Intervento del Presidente Nazionale dell’ANPI, Carlo Smuraglia, in
occasione della manifestazione di apertura del 70° anniversario della
Resistenza, a Torino, al Teatro Carignano, per ricordare gli scioperi
del marzo 1943

Si avvia qui, oggi, nella splendida cornice di un bellissimo e glorioso
Teatro, gremito, un lavoro che ci impegnerà per i prossimi tre anni, per
ricordare degnamente l’anniversario della Resistenza. Un avvio felice,
bisogna dire, poiché oltre al ricordo ed alla rievocazione degli scioperi del
marzo 1943, che saranno tenuti dal Sindaco di Torino, Fassino, da un
illustre storico come il Prof.
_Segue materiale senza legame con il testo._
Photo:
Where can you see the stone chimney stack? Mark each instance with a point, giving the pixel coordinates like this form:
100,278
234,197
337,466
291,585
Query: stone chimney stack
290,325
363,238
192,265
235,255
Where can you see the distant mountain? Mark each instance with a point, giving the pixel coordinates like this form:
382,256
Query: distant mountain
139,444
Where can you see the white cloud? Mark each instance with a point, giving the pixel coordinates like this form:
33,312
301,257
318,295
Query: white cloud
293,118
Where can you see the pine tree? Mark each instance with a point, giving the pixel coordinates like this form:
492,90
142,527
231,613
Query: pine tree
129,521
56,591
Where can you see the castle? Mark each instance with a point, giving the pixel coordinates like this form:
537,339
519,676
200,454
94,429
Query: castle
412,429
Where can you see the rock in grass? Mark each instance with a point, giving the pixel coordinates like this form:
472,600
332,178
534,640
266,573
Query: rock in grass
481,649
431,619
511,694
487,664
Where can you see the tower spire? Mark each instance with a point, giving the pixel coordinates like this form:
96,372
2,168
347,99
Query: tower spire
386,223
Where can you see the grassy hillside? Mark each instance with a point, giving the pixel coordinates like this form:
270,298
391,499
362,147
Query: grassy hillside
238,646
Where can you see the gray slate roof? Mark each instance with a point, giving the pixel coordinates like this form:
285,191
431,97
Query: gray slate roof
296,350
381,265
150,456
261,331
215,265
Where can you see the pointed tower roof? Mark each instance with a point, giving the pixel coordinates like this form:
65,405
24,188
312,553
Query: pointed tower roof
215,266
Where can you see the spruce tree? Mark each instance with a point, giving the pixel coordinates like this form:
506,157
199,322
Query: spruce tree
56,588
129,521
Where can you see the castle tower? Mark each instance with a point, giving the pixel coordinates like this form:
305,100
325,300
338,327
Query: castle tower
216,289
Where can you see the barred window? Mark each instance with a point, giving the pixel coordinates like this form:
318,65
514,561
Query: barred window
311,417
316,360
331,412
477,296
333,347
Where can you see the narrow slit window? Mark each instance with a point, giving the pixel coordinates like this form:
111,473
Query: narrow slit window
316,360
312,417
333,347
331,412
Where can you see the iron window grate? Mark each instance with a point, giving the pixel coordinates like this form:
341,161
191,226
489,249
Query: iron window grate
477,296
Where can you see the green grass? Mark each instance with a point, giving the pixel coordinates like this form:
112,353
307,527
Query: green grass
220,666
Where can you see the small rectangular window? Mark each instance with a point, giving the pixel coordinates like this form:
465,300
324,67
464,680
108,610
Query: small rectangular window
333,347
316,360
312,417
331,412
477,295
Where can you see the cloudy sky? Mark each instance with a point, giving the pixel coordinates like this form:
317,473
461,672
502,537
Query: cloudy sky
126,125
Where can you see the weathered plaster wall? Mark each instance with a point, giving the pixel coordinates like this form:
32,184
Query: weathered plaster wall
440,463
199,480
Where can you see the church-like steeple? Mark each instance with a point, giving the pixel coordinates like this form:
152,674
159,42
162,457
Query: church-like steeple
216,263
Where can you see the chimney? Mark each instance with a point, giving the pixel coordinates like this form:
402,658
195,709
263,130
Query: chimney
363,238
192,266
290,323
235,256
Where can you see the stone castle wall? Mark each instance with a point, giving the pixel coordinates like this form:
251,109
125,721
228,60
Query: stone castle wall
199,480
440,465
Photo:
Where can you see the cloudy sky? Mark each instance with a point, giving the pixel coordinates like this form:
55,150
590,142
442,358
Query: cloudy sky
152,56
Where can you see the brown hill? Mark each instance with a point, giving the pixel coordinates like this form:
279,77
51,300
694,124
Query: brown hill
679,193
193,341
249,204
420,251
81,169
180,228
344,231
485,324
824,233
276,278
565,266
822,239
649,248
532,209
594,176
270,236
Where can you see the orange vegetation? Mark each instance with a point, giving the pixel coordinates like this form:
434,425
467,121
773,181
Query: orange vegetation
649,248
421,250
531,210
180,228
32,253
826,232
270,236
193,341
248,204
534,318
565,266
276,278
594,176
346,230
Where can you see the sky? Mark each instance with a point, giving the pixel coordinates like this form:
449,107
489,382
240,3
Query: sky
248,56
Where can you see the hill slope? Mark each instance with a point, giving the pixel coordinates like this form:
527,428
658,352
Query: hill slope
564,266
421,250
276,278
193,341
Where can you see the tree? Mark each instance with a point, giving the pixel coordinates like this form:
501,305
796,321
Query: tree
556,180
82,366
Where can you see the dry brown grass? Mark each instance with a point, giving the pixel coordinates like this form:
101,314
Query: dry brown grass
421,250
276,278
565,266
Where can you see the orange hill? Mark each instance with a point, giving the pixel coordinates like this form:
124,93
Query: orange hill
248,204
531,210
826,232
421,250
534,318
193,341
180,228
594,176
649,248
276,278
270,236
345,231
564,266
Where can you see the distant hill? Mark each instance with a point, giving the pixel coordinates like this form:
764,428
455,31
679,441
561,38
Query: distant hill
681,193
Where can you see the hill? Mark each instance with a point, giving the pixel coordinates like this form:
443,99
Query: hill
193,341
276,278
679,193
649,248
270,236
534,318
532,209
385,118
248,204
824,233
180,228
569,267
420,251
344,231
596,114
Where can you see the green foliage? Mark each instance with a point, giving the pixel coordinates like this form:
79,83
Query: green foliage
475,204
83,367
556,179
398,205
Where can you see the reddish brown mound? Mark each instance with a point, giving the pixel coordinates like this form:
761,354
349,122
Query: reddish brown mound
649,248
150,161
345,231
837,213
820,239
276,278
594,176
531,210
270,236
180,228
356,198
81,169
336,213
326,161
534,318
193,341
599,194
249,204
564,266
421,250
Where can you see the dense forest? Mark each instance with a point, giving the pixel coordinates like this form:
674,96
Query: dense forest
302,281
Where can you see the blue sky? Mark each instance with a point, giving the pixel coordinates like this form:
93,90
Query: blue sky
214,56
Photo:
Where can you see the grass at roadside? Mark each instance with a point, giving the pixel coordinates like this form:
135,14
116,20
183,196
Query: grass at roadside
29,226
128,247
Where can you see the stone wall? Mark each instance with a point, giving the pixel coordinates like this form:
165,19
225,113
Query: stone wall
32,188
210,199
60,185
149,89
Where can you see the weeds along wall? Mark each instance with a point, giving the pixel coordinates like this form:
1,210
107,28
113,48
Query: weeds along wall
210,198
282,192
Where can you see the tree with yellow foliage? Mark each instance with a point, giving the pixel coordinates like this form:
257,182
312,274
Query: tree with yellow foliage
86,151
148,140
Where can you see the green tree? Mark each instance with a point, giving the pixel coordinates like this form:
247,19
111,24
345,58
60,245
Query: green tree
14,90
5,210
Della Valle e dal Presidente Nazionale
dell’Anpi a nome di tutte le Associazioni partigiane, ci sarà anche una
importante tavola rotonda con i tre Segretari Generali delle
Confederazioni sindacali CGIL, CISL e UIL, da cui dovrà nascere non solo
un giudizio su quei fatti, ma anche un’attualizzazione.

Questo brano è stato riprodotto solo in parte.